Kathy and I have been to a number of RV safety seminars, including some with live fires to put out. We can’t emphasize enough the importance of this vital safety training. It is available at most large rallies. Check out http://macthefireguy.com/ for information on the location and times for this training.
Here are 34 tips on fire safety from Mac McCoy (aka Mac the Fire Guy) that can save your life. These are reprinted with permission from Mac McCoy:
- A pinhole-size leak in a radiator or heater hose can spray antifreeze on hot engine parts. Antifreeze contains ethylene glycol concentrate and water. When the water boils off, the remaining ethylene glycol can self-ignite at 782 degrees F. During your monthly fire inspection, check all hoses for firmness, clamp tightness, and signs of leaking.
- Rubber fuel lines are commonly used to connect metal lines to the electronic fuel injection system, or to the carburetor in older coaches. Check all the lines and connections between the fuel tank and the engine on a monthly basis. If there is any sign of a leak, have the lines replaced and the entire system inspected by a qualified mechanic as soon as possible.
- A hard-working engine manifold can get as hot as 900 degrees F. The heavy insulation in the compartment reflects the heat back to the top of the engine, and a fire can easily break out. Inspect your radiator and have any problems repaired by a qualified person as soon as possible.
- Grease, oil, and road dust build up on the engine and transmission, making them run hotter. The grime itself usually doesn’t burn, but if combined with a fuel leak or short-circuited wire, a fire could start. Keep your coach’s underpinnings clean, and it will run cooler, more economically, and longer.
- A dragging brake can create enough friction to ignite a tire or brake fluid. Some of the worst fires are those caused when one tire of a dual or tandem pair goes flat, scuffs, and ignites long before the driver feels any change in handling. At each stop, give tires at least an eyeball check. When tires are cool, tap your duals with a club and listen for a difference in sound from one tire to the next. You can often tell if one is going soft.
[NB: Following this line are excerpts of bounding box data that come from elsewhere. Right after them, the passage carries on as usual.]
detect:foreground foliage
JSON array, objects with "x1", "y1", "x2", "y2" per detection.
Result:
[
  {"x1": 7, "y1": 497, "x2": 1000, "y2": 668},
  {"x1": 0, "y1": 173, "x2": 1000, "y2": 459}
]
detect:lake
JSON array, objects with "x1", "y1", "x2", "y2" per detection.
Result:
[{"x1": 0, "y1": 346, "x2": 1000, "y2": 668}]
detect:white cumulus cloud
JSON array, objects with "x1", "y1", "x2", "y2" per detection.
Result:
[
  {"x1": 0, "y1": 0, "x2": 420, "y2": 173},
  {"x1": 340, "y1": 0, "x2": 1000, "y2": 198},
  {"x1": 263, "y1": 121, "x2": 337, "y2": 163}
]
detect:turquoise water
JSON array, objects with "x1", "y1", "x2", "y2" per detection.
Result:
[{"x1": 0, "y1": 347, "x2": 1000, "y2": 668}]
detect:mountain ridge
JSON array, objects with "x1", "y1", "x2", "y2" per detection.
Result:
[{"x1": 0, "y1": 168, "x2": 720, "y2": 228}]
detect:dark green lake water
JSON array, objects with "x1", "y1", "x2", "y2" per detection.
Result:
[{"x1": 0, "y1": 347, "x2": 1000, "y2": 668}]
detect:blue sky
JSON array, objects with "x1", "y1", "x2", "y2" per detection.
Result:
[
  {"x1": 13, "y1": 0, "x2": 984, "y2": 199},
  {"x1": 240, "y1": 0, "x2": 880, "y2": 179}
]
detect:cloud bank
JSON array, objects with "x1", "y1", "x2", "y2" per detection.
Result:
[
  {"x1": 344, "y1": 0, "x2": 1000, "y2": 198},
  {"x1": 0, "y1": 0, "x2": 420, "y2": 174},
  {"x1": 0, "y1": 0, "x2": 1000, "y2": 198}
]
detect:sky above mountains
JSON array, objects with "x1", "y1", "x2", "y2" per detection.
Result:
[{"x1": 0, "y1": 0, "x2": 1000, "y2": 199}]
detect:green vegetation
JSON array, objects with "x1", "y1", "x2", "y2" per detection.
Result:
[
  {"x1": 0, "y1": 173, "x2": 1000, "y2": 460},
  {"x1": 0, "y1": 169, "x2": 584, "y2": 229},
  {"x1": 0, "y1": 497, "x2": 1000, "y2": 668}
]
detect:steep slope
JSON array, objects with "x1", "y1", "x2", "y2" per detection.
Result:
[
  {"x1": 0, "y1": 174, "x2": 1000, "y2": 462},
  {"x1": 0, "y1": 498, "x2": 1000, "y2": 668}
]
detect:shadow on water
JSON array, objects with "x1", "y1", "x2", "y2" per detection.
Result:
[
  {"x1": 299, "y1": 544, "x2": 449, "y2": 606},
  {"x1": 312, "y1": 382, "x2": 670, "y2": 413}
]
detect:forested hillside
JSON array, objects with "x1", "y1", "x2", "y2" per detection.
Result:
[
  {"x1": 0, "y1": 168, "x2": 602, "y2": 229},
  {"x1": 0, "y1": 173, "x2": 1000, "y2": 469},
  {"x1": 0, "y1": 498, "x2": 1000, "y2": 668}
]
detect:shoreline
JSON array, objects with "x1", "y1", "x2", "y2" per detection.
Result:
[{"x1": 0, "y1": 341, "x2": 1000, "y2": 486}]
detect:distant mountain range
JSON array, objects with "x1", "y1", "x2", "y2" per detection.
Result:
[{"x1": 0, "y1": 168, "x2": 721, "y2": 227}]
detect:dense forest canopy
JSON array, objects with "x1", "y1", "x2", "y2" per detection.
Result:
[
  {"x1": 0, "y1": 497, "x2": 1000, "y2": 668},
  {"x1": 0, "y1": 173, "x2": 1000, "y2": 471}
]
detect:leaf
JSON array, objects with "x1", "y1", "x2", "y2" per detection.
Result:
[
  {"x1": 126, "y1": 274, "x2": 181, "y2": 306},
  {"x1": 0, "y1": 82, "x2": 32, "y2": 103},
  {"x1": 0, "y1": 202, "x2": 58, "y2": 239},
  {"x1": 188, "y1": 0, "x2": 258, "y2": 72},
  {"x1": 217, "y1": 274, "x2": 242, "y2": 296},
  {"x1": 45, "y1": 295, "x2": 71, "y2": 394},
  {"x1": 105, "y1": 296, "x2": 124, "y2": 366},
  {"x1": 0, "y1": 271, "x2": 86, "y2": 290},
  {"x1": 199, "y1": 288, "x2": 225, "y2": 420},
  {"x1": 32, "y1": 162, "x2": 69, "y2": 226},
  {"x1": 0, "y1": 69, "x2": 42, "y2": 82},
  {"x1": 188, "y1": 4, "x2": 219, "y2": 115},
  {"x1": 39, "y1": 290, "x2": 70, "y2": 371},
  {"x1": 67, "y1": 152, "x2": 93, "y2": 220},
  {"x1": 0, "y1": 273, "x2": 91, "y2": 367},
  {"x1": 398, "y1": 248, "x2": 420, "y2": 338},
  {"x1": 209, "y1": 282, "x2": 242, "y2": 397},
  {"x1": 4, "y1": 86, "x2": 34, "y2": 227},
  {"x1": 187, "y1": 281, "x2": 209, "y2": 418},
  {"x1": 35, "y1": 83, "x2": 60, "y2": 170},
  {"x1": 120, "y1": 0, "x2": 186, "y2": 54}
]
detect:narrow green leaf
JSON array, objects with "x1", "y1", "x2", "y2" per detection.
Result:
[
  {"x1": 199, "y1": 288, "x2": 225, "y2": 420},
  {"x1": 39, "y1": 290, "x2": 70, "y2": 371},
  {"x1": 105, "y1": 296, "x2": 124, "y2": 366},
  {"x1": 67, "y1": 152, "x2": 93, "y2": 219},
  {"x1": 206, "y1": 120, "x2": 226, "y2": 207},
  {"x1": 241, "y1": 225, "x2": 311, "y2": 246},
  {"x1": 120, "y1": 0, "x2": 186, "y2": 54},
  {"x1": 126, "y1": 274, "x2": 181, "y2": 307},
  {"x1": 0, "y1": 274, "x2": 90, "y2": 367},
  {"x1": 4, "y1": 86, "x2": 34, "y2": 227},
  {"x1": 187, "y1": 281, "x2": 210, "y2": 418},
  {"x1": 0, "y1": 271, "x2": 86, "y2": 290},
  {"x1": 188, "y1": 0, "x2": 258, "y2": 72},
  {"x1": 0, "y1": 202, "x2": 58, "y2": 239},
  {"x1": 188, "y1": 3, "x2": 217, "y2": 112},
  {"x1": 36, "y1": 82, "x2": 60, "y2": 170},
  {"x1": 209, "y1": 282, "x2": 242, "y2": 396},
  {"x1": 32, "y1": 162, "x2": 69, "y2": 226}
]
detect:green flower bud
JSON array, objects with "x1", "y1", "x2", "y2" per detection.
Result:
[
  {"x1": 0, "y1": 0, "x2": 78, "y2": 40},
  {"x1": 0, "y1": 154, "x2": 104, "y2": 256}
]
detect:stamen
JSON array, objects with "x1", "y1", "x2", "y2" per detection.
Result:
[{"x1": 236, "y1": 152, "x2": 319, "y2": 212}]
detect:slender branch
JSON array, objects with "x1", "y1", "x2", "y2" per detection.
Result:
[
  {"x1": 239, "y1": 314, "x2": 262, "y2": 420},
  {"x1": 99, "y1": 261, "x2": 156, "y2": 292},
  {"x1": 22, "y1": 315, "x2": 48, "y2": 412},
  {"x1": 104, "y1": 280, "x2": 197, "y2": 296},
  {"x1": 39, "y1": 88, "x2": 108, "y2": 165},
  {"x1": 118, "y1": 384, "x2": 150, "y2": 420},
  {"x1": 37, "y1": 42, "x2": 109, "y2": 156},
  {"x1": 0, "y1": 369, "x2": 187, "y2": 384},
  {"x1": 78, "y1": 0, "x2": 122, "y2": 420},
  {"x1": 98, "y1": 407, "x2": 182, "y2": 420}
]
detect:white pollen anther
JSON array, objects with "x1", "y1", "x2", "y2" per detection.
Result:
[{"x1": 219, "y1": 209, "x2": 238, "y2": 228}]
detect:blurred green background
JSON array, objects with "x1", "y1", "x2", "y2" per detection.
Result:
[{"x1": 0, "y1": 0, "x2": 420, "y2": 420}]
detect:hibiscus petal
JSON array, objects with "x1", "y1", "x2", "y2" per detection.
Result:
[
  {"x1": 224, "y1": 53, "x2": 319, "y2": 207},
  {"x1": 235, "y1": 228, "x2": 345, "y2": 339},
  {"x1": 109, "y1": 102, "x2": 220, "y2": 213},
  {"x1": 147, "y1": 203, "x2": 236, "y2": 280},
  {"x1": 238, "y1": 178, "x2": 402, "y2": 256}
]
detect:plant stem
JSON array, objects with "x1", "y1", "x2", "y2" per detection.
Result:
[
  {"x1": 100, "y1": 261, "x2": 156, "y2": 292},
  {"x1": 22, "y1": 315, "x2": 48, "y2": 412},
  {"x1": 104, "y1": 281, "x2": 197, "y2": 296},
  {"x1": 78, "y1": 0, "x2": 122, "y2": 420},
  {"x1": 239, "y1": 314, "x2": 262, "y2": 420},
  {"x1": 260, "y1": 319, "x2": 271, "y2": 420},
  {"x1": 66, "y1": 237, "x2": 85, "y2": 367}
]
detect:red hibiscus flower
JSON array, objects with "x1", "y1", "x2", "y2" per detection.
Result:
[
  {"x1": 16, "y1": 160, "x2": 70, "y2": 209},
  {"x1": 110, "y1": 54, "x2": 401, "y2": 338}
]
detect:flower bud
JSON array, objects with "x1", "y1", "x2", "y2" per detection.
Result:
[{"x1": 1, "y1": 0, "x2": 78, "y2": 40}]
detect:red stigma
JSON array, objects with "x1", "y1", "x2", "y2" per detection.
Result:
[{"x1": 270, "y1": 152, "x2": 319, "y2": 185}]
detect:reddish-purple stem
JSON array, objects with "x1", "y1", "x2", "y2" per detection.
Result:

- Spontaneous combustion can occur in damp charcoal. Buy charcoal fresh, keep it dry, and store it in a covered metal container. Rags soiled with auto wax or cleaners that contain petroleum products or other oil-based cleaning materials can also spontaneously combust if disposed of in a combustible container. Put dirty cleaning rags in a metal container with a lid.
- A hot exhaust pipe or catalytic converter can ignite dry grass.
- Driving with propane on can add to the danger if you are involved in an accident or have a fire. Most refrigerators will keep food cold or frozen for eight hours without running while you travel. Shut the propane off at the tank.
- If you store your coach, be sure to check the flue before starting your refrigerator on propane. Birds and inspects can build nests and clog the flue, causing a fire or excess carbon monoxide to enter your coach.
- Batteries produce explosive gases. Keep flame, cigarettes, and sparks away. Be sure your battery compartment is properly vented. Keep vent caps tight and level. Check your battery monthly. Replace swollen batteries immediately. Use extreme care when handling batteries—they can explode.
- Have any wiring in your coach done by a capable electrician, and use common sense in using any electrical aid. Check all 12-volt connections before and after every trip. Most coach fires are caused by a 12-volt short.
- Gasoline and propane can pose an immediate, explosive danger. Though diesel fuel is less volatile, it dissipates more slowly, so it remains a danger longer. Deal at once with any leaks or spills, and use all fuels in adequately vented areas.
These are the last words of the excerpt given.